Ketidaksesuaian harga ganti rugi tersebut, menurut Win Hendrarso, bisa membuyarkan rencana pembangunan jalan tol sebagai pengganti jalan tol yang tenggelam akibat luapan lumpur Lapindo.
Sesuai jadwal, kata Win pula, proses pembebasan lahan sudah harus selesai tahun 2009 ini, sehingga bisa dimulai proses pengerjaan konstruksi jalan tol sepanjang 11 kilometer dengan lebar 120 meter tersebut tahun 2010. Jika warga tetap menolak harga ganti rugi yang ditawarkan panitia pembebasan lahan, pemerintah akan menempuh cara konsinyasi.

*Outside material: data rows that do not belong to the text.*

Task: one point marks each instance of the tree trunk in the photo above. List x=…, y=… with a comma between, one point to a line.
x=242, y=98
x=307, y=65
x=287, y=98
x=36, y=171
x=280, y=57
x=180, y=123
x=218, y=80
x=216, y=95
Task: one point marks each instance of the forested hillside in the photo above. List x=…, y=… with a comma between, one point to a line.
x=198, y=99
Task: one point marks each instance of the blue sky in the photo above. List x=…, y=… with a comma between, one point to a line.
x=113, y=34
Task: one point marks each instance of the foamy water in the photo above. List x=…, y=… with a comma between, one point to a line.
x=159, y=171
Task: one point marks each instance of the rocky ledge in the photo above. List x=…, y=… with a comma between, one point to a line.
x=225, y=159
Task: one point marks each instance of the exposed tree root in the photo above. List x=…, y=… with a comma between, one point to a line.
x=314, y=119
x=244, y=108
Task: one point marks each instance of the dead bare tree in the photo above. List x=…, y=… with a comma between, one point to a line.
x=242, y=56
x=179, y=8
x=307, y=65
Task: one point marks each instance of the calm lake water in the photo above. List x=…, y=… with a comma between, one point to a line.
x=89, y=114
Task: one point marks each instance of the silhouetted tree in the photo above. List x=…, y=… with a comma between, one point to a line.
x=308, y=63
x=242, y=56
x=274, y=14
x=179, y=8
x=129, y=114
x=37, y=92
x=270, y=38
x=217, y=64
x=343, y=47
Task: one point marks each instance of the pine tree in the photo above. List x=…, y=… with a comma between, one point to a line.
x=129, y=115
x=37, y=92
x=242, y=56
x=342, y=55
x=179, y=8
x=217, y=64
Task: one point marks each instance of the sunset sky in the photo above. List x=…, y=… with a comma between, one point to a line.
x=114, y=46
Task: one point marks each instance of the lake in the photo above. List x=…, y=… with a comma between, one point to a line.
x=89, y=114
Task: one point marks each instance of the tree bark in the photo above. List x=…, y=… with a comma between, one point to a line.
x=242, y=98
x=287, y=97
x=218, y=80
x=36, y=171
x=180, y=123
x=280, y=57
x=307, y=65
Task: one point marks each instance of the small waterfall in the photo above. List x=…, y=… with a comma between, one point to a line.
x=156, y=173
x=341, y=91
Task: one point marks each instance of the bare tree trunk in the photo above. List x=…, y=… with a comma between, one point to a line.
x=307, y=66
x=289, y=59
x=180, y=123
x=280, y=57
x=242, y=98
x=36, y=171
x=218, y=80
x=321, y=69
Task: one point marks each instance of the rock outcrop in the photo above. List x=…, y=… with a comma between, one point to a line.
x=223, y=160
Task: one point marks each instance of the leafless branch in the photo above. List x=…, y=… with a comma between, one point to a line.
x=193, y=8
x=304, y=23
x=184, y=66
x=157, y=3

Bupati Win Hendrarso menegaskan bahwa pemerintah berhak menggunakan lahan demi kepentingan umum.
Sementara itu, Juru Bicara Badan Pengendalian Lumpur Sidoarjo (BPLS) Ahmad Zulkarnain mengatakan, pembebasan lahan menjadi kewajiban BPLS. Hingga saat ini telah dibayarkan uang ganti rugi bagi 50 persen lahan yang dibutuhkan untuk proyek jalan tol tersebut.
Adapun masalah 20 persen lahan, menurut dia, pihak BPLS masih terus melakukan pendekatan dengan para pemilik tanah, dan diharapkan proses pembebasannya bisa berjalan lancer. BPLS tetap meminta warga melepaskan tanahnya dengan harga yang ditetapkan panitia pembebasan lahan. "Kami terus dekati warga secara persuasif," jelasnya. EKO WIDIANTO.